Daniel Corbeil : Paradoxal
Règle générale, une maquette constitue une source d’émerveillement pour quiconque prend la peine d’y admirer la finesse des détails. Parce qu’elle simule ou reproduit, elle présente un côté ludique, une sorte de jeu auquel elle convie. Pour un visiteur de passage à la Galerie 101, où l’exposition Paysages morcelés, de Daniel Corbeil, tient l’affiche jusqu’au 19 février, l’expérience est paradoxale. Le jeu auquel il se livre n’a rien de très amusant.
Le modèle réduit d’un paysage terreux jonche le sol. Aucun signe de vie n’y est montré, mais les installations industrielles, elles, abondent. Le visiteur devine, en découvrant par hasard une poignée d’arbres chétifs et dégarnis, que le paysage en question a pu être autrefois plus verdoyant.
Au mur se trouvent des assemblages photographiques, créés à partir de vues en plongée de maquettes représentant des endroits fictifs, tout aussi arides et désertiques. La multitude de morceaux de ruban adhésif bleu qui les recouvre confirme leur statut de cartes géographiques fabriquées de toutes pièces.
Ces maquettes ont, au départ, été conçues d’après les paysages d’une Abitibi ravagée par l’activité minière.

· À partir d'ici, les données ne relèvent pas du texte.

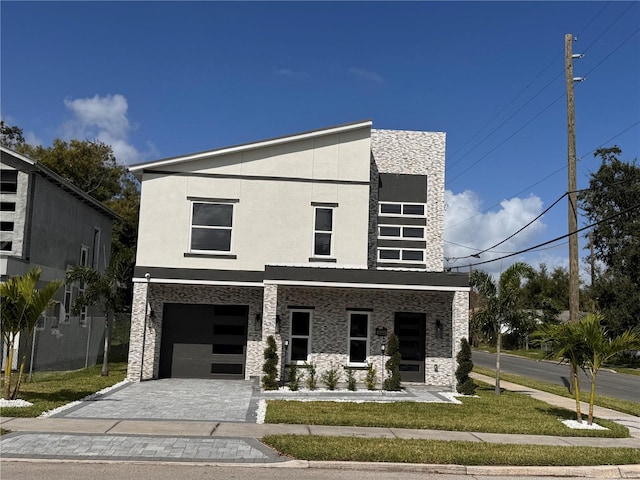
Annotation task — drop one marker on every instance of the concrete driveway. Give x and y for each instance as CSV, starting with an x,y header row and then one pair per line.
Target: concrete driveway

Elles n’existent plus. Selon le texte qui accompagne l’exposition, Corbeil les a perdues dans un incendie de studio après avoir consacré 13 ans à leur réalisation. De quoi mettre en abyme les concepts de perte et de désolation qui règnent déjà dans toute la présentation.
Car c’est bien ce que le corpus rappelle: désolation du paysage et désolation humaine, désolation de contempler un lieu détruit par des activités d’extraction. Sans compter que l’exposition, qui a tout pour stimuler la réflexion, s’insère ô combien dans le contexte actuel.
La mise en abyme est efficace. Et encore plus paradoxal est le fait que l’artiste a réussi, par le procédé de simulation, à faire plonger dans cette désolation.